Ravitch, who ran the M.T.A. 25 years ago and is often praised for ending the subway system’s decades of disrepair, proposes expanding bus service greatly before the new tolls go into effect. He was not aware of the latest revisions to the Kheel plan, but he didn’t think much of the overall idea.

“He has believed the subway should be free for a long time,” Ravitch said of Kheel. “I have spent too much of my life making sure the fare was kept where it was or at reasonable increments to have any conviction that at any point the government was going to subsidize the system enough that it’ll be free.”

Ravitch said he considered congestion pricing, but his commission went with tolls and payroll taxes because it would generate a lot more money, $2.1 billion a year, and because of all of the opposition to the Bloomberg plan. The mayor’s plan would have generated just under $500 million. The Kheel plan, with more than a $2 billion subsidy to transit riders, would be in between, generating $1 billion for the M.T.A. budget.

Jeff Zupan, a transportation analyst for the Regional Plan Association, thinks the Kheel idea is “untenable” because Ravitch “has got enough problems convincing people to pay small tolls…Philosophically, I don’t believe people should get something for nothing.”

But Kathy Wylde, president of the Partnership for New York, which represents the city’s largest corporations, said the Kheel plan has something that is missing from the other two — an easy to understand reason to support it strongly.

“The beauty of Ted’s plan is people will get a free bus is better than paying,” she said. “There is definitely something to it.”
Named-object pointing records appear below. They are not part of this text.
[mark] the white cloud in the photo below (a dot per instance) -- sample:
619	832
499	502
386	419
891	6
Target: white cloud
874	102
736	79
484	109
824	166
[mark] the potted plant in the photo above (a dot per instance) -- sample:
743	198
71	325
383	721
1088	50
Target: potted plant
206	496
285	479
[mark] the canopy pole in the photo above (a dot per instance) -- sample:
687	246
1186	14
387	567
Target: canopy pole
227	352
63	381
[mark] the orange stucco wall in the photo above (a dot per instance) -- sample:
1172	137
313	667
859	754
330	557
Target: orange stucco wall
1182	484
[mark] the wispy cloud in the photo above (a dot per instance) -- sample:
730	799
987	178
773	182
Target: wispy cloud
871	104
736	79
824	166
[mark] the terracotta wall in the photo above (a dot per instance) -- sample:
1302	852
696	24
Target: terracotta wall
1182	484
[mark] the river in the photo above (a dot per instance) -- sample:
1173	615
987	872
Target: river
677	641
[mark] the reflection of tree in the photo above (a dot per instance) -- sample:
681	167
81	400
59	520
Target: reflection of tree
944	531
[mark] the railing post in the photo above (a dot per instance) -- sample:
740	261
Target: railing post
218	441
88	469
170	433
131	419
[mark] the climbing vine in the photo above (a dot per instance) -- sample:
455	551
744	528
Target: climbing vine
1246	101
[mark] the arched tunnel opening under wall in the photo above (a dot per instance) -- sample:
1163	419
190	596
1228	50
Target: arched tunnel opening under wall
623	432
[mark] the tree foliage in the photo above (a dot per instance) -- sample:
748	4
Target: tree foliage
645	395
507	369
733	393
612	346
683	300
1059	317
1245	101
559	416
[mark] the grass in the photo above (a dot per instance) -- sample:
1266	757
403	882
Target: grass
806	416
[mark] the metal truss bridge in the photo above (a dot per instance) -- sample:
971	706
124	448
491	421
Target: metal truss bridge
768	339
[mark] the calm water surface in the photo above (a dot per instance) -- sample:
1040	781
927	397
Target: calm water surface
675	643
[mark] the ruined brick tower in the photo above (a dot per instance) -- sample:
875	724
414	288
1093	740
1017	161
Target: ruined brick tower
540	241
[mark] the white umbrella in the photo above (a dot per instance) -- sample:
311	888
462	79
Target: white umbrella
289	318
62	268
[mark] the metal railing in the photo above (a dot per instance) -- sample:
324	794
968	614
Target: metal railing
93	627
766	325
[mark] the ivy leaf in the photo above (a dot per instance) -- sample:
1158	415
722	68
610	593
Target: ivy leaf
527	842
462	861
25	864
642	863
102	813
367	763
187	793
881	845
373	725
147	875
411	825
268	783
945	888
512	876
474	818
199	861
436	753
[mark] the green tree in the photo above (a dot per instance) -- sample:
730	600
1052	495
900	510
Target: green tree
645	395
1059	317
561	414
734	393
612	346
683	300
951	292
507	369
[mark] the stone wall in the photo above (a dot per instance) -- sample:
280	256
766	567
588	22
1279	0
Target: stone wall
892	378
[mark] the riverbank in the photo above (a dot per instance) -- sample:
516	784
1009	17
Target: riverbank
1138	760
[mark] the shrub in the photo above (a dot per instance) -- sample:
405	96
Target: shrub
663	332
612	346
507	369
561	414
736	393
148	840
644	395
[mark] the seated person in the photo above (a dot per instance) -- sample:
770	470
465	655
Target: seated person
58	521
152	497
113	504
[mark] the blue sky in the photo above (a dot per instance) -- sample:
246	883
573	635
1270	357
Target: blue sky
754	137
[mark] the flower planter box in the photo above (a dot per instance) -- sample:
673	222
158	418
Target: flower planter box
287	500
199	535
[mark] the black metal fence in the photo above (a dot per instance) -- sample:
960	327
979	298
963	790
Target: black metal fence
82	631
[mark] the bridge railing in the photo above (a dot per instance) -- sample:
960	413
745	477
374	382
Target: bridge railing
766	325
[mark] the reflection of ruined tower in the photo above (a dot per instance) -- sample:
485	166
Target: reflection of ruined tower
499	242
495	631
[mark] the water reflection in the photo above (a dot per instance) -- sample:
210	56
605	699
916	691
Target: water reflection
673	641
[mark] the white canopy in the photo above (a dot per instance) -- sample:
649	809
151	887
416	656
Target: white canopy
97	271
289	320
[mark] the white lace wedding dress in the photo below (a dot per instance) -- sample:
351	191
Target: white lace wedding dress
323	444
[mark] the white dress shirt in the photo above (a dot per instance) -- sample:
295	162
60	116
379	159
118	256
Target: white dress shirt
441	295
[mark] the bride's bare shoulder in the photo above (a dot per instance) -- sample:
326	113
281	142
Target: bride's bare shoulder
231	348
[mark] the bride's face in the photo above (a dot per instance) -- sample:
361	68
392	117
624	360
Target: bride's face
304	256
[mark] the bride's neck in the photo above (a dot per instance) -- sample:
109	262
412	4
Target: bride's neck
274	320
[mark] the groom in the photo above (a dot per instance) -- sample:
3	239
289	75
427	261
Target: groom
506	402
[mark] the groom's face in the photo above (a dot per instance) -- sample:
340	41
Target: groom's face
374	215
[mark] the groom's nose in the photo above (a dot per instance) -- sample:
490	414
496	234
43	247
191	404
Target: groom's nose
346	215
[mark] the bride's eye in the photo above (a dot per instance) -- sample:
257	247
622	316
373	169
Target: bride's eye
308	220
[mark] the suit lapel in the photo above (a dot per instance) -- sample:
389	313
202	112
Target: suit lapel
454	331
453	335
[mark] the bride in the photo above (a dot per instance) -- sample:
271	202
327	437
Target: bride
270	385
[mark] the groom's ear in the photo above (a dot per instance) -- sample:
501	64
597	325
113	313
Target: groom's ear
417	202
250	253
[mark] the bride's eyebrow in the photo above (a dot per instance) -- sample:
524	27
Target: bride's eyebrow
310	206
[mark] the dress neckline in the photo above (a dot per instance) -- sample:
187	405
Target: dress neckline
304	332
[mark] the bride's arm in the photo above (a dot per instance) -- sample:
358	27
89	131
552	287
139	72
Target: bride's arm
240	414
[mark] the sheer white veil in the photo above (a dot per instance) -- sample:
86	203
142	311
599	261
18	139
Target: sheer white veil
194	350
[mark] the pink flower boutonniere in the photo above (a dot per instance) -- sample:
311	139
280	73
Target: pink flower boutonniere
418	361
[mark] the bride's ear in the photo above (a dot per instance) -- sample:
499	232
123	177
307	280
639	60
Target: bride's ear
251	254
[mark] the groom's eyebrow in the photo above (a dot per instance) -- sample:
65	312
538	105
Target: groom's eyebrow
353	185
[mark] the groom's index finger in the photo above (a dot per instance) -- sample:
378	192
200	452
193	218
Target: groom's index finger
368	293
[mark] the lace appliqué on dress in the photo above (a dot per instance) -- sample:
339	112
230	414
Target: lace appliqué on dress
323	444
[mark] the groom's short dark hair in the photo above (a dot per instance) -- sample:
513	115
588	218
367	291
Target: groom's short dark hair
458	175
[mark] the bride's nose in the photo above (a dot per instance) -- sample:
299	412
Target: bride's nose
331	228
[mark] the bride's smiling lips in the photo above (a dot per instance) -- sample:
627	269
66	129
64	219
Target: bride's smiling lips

She served on the commission that made adjustments to the Bloomberg plan and was one of its biggest supporters before it was defeated. She likes all three plans and would not rank them. She described the Kheel proposal as a “more dramatic” way to reduce traffic and raise mass transit money.

Wylde said the Ravitch plan leaves room for varied pricing during rush hour which would reduce traffic more, and said the payroll tax is small enough not to be a concern.

Komanoff said although the tax will go to employers it will hurt workers more because it will cut into wages. “It’s exactly the worst medicine for an economy that is already in the tank,” he said.

He said free and low-fare subways will not overwhelm the system because the $1.25 rate would only be from 8 a.m. to 9 a.m. and 5 p.m. to 6 p.m., the most overcrowded hours. Riders would only pay 50 cents or 75 cents by making a small shift in time, thus better utilizing the system, he added.